HIS SUICIDE.—Keeping up appearances, he went to London, and tried to get work. At one time he was in high spirits, sending presents to his mother and sisters, and promising them better days; at another, he was in want, in the lowest depression, no hope in the world. He only asks for work; he is entirely unconcerned for whom he writes or what party he eulogizes; he wants money and a name, and when these seem unattainable, he takes refuge from “the whips and scorns of time,” the burning fever of pride, the gnawings of hunger, in suicide. He goes to his little garret room,—refusing, as he goes, a dinner from his landlady, although he is gaunt with famine,—mixes a large dose of arsenic in water, and—“jumps the life to come.” He was just seventeen years and nine months old! When his room was forced open, it was found that he had torn up most of his papers, and had left nothing to throw light upon his deception.

The verdict of literary criticism is that of the medical art—he was insane; and to what extent this mania acted as a monomania, that is, how far he was himself deceived, the world can never know.
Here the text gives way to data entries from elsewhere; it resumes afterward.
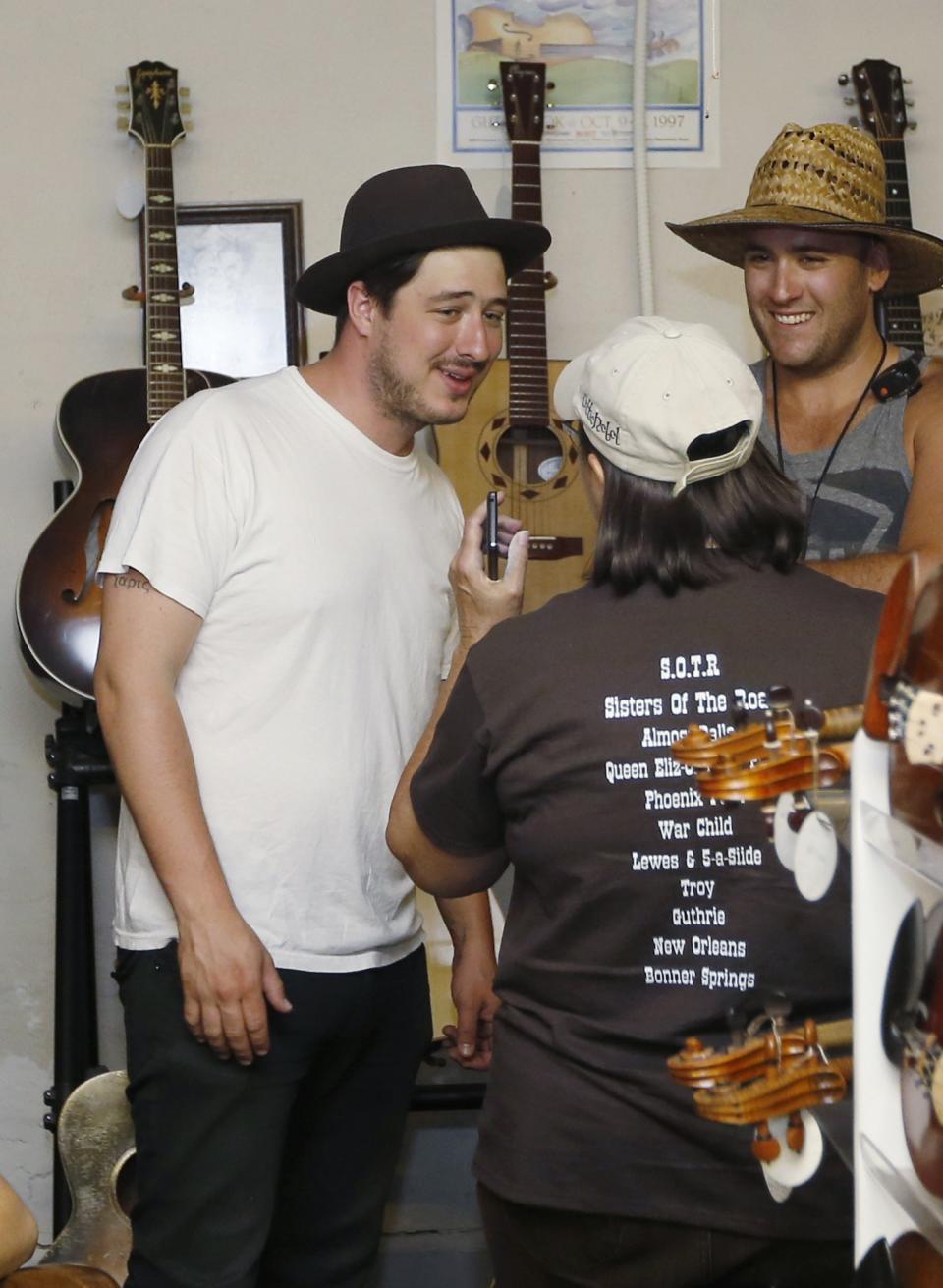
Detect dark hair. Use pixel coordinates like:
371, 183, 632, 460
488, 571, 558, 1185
580, 429, 805, 595
334, 250, 429, 344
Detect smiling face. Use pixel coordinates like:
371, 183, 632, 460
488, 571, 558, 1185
744, 228, 888, 375
368, 246, 508, 430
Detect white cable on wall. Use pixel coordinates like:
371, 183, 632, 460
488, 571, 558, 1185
633, 0, 654, 317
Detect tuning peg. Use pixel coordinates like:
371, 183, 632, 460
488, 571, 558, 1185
769, 684, 793, 711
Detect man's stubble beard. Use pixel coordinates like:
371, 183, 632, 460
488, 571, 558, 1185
368, 336, 478, 434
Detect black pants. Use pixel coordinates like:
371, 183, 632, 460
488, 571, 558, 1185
115, 944, 431, 1288
478, 1185, 853, 1288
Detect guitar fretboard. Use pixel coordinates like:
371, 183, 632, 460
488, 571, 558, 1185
144, 143, 187, 425
508, 140, 550, 425
877, 137, 923, 353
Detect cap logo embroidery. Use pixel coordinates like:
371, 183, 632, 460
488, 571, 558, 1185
582, 394, 620, 443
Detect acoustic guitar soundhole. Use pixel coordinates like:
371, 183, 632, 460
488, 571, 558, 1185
496, 425, 563, 484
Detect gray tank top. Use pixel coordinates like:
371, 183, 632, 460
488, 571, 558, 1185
749, 349, 930, 559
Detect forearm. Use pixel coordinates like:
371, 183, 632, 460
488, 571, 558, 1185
0, 1177, 37, 1276
806, 543, 943, 595
806, 554, 905, 595
435, 890, 495, 960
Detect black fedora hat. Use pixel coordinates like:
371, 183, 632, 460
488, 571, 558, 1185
295, 165, 550, 315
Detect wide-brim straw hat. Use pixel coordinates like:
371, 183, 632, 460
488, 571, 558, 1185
667, 123, 943, 295
295, 165, 550, 317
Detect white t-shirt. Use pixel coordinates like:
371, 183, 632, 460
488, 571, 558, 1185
99, 367, 463, 971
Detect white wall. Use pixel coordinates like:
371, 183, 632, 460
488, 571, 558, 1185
0, 0, 943, 1247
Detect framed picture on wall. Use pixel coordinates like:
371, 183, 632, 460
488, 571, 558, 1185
166, 201, 306, 376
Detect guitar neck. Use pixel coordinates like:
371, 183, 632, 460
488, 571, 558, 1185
852, 58, 923, 353
144, 143, 187, 425
877, 138, 923, 353
508, 140, 550, 425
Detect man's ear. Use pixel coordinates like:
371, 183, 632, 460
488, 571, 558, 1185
347, 282, 379, 336
864, 237, 890, 295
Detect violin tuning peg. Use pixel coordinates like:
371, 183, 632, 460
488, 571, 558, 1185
796, 699, 824, 733
762, 993, 793, 1022
752, 1122, 779, 1163
786, 1113, 805, 1154
768, 684, 793, 711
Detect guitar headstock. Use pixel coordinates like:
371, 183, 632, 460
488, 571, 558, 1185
123, 62, 190, 146
501, 62, 546, 143
839, 58, 915, 143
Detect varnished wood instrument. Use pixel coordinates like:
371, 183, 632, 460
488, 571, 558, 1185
435, 62, 596, 610
851, 58, 923, 353
17, 62, 229, 700
864, 555, 943, 844
667, 1015, 852, 1163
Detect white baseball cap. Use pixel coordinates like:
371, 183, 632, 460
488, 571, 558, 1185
554, 317, 762, 496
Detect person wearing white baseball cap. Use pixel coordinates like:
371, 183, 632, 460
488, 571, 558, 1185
388, 318, 881, 1288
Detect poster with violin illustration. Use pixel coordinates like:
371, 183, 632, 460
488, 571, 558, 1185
437, 0, 720, 169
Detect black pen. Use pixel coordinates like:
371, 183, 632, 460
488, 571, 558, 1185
484, 492, 497, 581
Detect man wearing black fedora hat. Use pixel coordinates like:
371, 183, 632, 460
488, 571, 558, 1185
96, 166, 549, 1288
669, 124, 943, 591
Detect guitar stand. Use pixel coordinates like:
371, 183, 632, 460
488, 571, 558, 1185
42, 701, 115, 1235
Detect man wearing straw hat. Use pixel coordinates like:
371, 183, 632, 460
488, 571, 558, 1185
669, 124, 943, 591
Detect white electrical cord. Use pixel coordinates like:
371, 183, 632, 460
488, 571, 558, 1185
633, 0, 654, 317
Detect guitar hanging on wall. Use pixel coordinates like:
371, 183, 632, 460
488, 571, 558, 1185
839, 58, 923, 353
17, 62, 231, 701
435, 62, 596, 612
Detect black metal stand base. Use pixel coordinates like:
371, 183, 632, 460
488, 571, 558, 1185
42, 701, 115, 1234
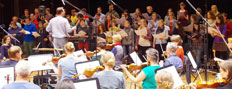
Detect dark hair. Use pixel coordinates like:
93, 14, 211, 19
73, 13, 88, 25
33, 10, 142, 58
208, 11, 216, 20
55, 79, 75, 89
2, 35, 10, 44
216, 14, 225, 30
56, 7, 64, 15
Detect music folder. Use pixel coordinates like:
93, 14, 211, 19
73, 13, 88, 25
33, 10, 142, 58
0, 66, 15, 89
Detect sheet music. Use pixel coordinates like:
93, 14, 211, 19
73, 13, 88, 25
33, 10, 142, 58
74, 80, 98, 89
76, 30, 86, 36
118, 30, 128, 38
76, 60, 100, 79
28, 54, 52, 71
187, 51, 197, 69
73, 50, 88, 61
0, 67, 15, 89
130, 52, 142, 65
157, 66, 184, 89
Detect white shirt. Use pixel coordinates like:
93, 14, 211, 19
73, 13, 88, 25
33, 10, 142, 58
46, 16, 72, 38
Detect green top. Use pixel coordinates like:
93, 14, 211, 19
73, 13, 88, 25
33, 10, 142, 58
142, 66, 160, 89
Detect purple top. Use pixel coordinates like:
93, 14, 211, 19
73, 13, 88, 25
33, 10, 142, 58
214, 24, 226, 43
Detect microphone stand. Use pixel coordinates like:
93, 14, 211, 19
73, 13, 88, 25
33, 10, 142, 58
62, 0, 102, 58
0, 26, 21, 43
186, 0, 232, 80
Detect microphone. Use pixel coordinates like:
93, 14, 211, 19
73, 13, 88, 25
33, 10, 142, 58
61, 0, 65, 6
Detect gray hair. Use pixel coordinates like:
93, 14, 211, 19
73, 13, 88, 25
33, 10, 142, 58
15, 60, 31, 78
167, 42, 177, 53
146, 48, 159, 62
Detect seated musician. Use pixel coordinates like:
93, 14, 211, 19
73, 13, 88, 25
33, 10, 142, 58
111, 35, 123, 66
0, 35, 11, 60
170, 35, 184, 65
0, 46, 23, 66
93, 51, 126, 89
50, 42, 79, 80
164, 42, 183, 72
155, 70, 174, 89
2, 60, 41, 89
55, 79, 76, 89
121, 48, 160, 89
91, 39, 106, 61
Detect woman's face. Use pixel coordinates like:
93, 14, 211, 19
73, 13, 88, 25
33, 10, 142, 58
6, 37, 10, 44
216, 17, 221, 24
220, 68, 228, 79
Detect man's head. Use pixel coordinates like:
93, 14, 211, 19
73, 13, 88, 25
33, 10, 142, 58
25, 17, 31, 25
97, 7, 102, 14
8, 46, 23, 60
166, 42, 177, 54
56, 7, 65, 16
34, 8, 39, 14
45, 8, 50, 14
15, 60, 31, 80
12, 16, 18, 22
146, 48, 159, 63
147, 6, 153, 13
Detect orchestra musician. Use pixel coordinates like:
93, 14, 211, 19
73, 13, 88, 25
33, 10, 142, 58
155, 70, 174, 89
93, 51, 126, 89
2, 60, 41, 89
47, 42, 80, 80
46, 7, 72, 49
135, 19, 152, 62
0, 35, 12, 60
0, 46, 23, 66
121, 48, 160, 89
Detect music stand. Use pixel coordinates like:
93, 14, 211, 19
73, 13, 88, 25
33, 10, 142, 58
187, 51, 202, 81
75, 60, 100, 79
0, 66, 15, 89
74, 78, 101, 89
155, 65, 184, 89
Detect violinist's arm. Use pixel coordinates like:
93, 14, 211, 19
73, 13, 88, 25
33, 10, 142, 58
124, 69, 146, 83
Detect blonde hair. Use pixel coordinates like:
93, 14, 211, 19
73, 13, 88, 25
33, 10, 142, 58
155, 70, 174, 89
112, 34, 122, 43
64, 42, 75, 52
219, 59, 232, 83
8, 46, 22, 58
170, 35, 183, 45
101, 51, 115, 67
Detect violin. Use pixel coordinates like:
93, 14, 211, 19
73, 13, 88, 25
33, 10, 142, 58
196, 79, 227, 89
116, 63, 149, 71
42, 54, 67, 65
72, 66, 105, 79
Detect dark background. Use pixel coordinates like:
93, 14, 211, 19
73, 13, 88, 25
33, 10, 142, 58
0, 0, 232, 30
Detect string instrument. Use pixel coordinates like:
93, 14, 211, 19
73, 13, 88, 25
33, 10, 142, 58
42, 54, 67, 65
105, 44, 116, 50
72, 66, 105, 79
116, 63, 149, 71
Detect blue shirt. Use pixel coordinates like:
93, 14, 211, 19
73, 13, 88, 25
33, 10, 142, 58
2, 82, 41, 89
164, 55, 183, 69
58, 57, 80, 80
0, 60, 18, 66
24, 23, 36, 42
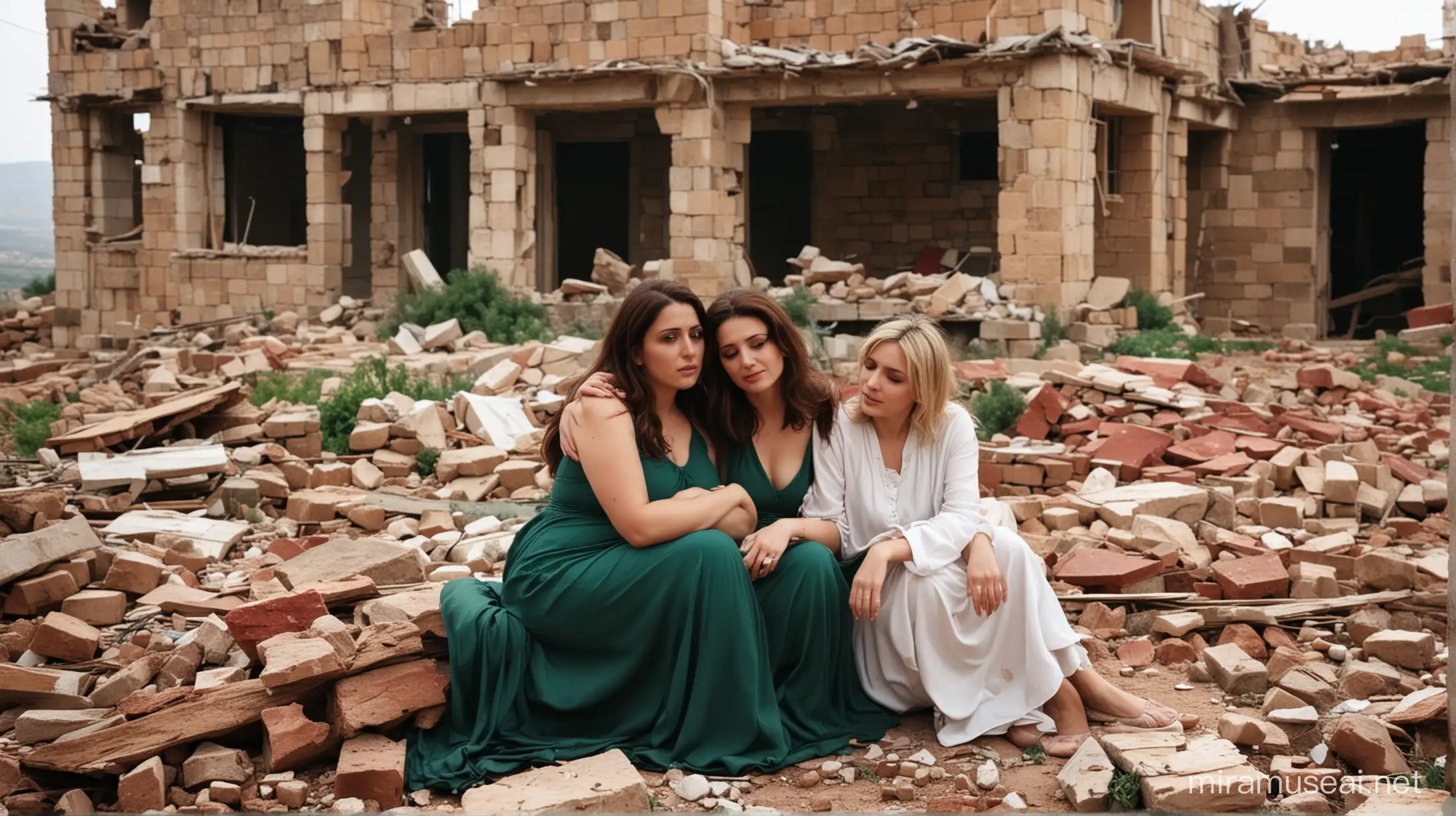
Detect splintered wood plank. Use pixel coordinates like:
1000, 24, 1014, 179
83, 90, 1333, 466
45, 382, 243, 453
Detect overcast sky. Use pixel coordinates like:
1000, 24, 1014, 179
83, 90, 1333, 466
0, 0, 1441, 166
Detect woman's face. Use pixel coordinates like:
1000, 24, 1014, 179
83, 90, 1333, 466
718, 317, 783, 393
859, 339, 915, 417
636, 303, 703, 391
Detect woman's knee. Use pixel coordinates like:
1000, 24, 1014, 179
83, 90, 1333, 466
661, 531, 743, 567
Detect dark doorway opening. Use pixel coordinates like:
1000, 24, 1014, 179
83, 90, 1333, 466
343, 119, 374, 299
421, 133, 470, 275
217, 113, 309, 246
556, 141, 632, 283
749, 130, 814, 284
1329, 123, 1425, 338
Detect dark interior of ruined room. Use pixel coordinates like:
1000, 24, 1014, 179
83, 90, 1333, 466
747, 130, 814, 284
419, 131, 470, 274
745, 99, 1000, 283
1329, 123, 1425, 338
343, 119, 374, 297
217, 113, 309, 246
536, 109, 673, 290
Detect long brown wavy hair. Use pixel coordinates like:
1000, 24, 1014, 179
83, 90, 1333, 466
541, 278, 707, 475
703, 289, 839, 462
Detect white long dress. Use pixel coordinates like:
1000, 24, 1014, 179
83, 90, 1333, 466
802, 403, 1089, 746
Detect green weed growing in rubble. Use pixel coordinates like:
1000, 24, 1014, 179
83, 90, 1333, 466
971, 380, 1027, 441
247, 369, 333, 405
3, 399, 61, 457
779, 285, 815, 329
1123, 289, 1173, 331
1107, 769, 1143, 810
379, 268, 552, 344
319, 357, 472, 456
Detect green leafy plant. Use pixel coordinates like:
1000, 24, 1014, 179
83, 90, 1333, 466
1107, 769, 1143, 810
379, 268, 551, 344
1123, 289, 1173, 331
247, 369, 333, 405
319, 357, 472, 456
21, 273, 55, 297
1107, 327, 1274, 360
1355, 337, 1451, 393
779, 285, 815, 329
971, 380, 1027, 440
5, 399, 61, 457
415, 447, 440, 477
562, 321, 606, 339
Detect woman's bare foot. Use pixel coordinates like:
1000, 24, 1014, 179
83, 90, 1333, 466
1006, 725, 1092, 759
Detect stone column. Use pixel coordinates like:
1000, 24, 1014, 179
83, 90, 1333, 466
303, 112, 348, 313
996, 55, 1097, 306
469, 83, 536, 289
657, 103, 751, 297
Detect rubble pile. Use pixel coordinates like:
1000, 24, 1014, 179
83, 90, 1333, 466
0, 265, 1450, 813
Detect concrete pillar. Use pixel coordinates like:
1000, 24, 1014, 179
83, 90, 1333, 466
303, 113, 348, 313
657, 103, 753, 297
469, 83, 536, 289
996, 55, 1097, 306
369, 117, 402, 305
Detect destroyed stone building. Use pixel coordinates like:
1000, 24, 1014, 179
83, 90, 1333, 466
47, 0, 1451, 348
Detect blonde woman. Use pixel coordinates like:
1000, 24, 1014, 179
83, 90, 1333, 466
802, 315, 1199, 756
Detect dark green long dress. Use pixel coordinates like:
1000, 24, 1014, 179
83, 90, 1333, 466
405, 433, 817, 791
727, 445, 900, 756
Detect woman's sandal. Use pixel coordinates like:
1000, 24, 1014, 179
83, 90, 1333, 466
1006, 731, 1092, 759
1087, 699, 1198, 731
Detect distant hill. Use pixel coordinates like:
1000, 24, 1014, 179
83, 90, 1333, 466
0, 162, 55, 289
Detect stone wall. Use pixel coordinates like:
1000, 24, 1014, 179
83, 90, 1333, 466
786, 102, 1000, 277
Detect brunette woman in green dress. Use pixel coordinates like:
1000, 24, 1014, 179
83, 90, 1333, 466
562, 289, 900, 755
406, 280, 797, 791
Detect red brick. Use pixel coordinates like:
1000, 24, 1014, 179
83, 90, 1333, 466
1219, 623, 1269, 660
333, 735, 405, 810
223, 590, 329, 660
263, 703, 333, 774
1117, 638, 1153, 669
1213, 552, 1289, 601
1163, 431, 1237, 465
1153, 638, 1198, 666
1405, 303, 1456, 329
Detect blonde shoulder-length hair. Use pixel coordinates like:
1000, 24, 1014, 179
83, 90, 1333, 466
845, 312, 955, 440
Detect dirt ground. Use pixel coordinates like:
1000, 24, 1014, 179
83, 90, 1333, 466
642, 656, 1225, 813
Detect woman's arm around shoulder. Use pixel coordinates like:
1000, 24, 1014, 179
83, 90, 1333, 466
577, 398, 747, 547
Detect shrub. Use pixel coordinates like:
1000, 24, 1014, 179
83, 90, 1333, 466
21, 273, 55, 297
319, 357, 472, 456
1107, 768, 1143, 810
379, 268, 552, 344
415, 447, 440, 477
779, 285, 815, 329
1355, 337, 1451, 393
971, 380, 1027, 440
247, 369, 332, 405
1107, 327, 1274, 360
1123, 289, 1173, 331
5, 399, 61, 457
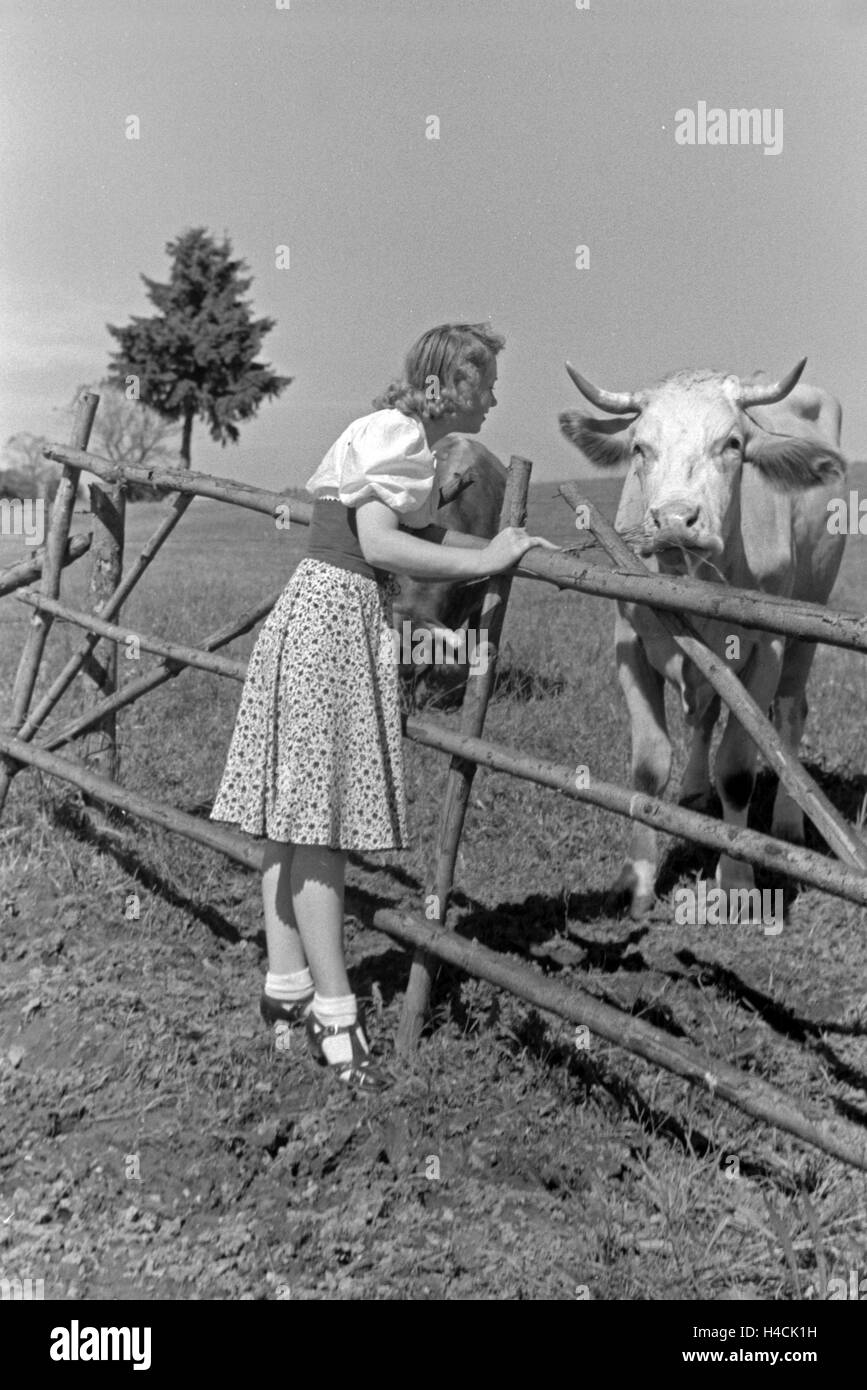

One thing, at least; it redeems all his faults. Precocious beyond any other known instance of precocity; intensely haughty; bold in falsehood; working best when the moon was at the full, he stands in English literature as the most singular of its curiosities. His will is an awful jest; his declaration of his religious opinions a tissue of contradictions and absurdities: he bequeathes to a clergyman his humility; to Mr. Burgum his prosody and grammar, with half his modesty—the other half to any young lady that needs it; his abstinence—a fearful legacy—to the aldermen of Bristol at their annual feast! to a friend, a mourning ring—“provided he pays for it himself”—with the motto, “Alas, poor Chatterton!” Fittest ending to his biography—“Alas, poor Chatterton!”

And yet it is evident that the crazy Bristol boy and the astute Scotchman were alike the creatures of the age and the peculiar circumstances in which they lived. No other age of English history could have produced them. In an earlier period, they would have found no curiosity in the people to warrant their attempts; and in a later time, the increase in antiquarian studies would have made these efforts too easy of detection.